I am a bit worried about the demonstrations on Wednesday because I do think both sides plan on a bit of a ruck, that’s what the media will focus on and that will make more and more people “politically stupid” and less likely to come on the peaceful marches.

However I learnt some very important things on Saturday.On the down side there were only a pitiful  35 000 people who were concerned enough about the environment and the economy and world inequalities to come to the march. Also successive governments have ignored unions and peaceful protests following their arrogant policy which started with “this lady is not for turning” and later extending this to “not giving into terrorists” and eventually to  “not giving into the public who disagrees with the way things are run and have constructive advice to give to the government“.

However I had a wonderful time so here’s some reasons for going on a peaceful march

1. You will meet great people, make friends maybe even find love. These are people who care about things in depth, these are free thinking people, these are intelligent people. Would you rather be friends with those who just lead their little selfish consumer lives? I don’t!

2. You will get leaflets and hear about events about loads of different political organisations and events you may never hear about anywhere else. There’s lots and lots going on but there’s a media black-out on these things and they are not necessarily online. There are some extreme groups but then there are far more who are not.

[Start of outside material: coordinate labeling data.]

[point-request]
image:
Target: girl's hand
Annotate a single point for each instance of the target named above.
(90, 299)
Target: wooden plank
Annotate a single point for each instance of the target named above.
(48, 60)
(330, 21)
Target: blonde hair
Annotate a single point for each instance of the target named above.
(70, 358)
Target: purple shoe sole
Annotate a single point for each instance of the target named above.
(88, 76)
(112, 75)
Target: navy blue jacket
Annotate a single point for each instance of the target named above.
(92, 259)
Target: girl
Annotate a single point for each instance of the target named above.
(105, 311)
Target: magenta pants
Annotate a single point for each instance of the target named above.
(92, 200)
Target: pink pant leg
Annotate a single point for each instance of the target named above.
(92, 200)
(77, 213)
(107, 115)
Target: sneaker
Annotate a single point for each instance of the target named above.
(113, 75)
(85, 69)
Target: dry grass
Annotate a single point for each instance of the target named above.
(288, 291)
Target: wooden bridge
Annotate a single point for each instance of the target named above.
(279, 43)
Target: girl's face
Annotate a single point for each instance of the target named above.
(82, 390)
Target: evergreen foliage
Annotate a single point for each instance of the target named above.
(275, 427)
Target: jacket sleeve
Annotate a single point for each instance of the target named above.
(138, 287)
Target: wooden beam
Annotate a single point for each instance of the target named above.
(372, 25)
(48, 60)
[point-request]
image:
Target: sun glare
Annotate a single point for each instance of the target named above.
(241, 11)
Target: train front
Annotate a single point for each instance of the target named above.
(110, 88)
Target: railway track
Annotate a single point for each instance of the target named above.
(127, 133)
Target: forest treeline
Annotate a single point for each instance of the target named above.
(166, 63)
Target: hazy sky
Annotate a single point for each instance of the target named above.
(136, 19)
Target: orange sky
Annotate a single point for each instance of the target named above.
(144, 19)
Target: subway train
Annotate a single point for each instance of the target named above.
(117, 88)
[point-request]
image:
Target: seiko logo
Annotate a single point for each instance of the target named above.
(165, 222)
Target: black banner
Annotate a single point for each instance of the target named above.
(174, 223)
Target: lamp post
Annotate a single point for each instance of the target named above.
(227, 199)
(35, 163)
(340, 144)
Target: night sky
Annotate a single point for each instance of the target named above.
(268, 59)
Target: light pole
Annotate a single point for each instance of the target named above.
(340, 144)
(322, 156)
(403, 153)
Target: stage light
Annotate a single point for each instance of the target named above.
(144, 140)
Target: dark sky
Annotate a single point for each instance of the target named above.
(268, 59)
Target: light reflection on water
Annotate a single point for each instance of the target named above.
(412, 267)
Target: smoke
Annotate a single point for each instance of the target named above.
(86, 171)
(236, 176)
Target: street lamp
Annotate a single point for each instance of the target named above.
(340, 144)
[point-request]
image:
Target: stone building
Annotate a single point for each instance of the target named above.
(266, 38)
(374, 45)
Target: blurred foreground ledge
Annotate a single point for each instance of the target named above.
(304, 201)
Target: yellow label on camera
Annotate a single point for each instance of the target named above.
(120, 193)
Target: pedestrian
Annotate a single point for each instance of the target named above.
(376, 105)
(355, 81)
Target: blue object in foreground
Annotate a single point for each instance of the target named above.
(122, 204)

3. Going on a protest march is great fun, it’s like a party .We still have some , but not much, freedom to protest publically so I say USE it. What a great feeling it was to walk down the middle of Park Lane shouting out slogans and singing and laughing.We felt powerful and united and not just sitting around waiting for the world to end.

When I used to go on protests a few decades ago we actually could march up to the front doot of 10 Downing Street ( there would be a decorative  bobby on the doorstep, this was during all the IRA bombings incidentally) and post a petition through the door, times have changed but we still have the freedom to march peacefully and be heard. I just wish some of the news coverage hadn’t been so inane, I think some of these TV news people are more interested in their hair than what is going on.

4. The speeches in Hyde park were fantastic and you will hear stuff in person that you will never hear or read anywhere else. There were the unions, world charities,religious groups and environmental groups with lots of positive alternatives to the kind of capitalism that we have now. If we don’t start to live collaboratively with eachother as people and with the rest of the natural world then things are very bleak indeed.

No one much believes in our government and there is very little in the way of opposition , the main parties are very  weak. THERE HAS NEVER BEEN A BETTER TIME TO GET INVOLVED POLITICALLY.


So I urge you to become “Politically Intelligent” don’t rely on news bulletins, find out the truth.

If you don’t want to join a political party then join a pressure group or a charity and please support PEACEFUL protest and PEACEFUL political action so that those of us who still want to change the world are not labelled terrorists.

I know a lot of people are angry about what is going on in the world and in their lives but put your your anger into positive and creative actions. You wouldn’t bring up a child with violence and hatred and I don’t believe we can create a new system with violence and hatred either.

WE NEED A COLLABORATIVE SYSTEM BASED ON UNITY. OUR SOCIETY HAS ENCOURAGED COMPETITION AND BEING SELFISH AND STUPID FOR TOO LONG.

Woodstock was not primarily about music or fashion or drugs  it was about people coming together because they didn’t want another world war.They wanted their say to solve the world’s problems through PEACE and INTELLIGENT ACTION,  finding  alternatives to mainstream greed, not through war or violence that generates more war and violence.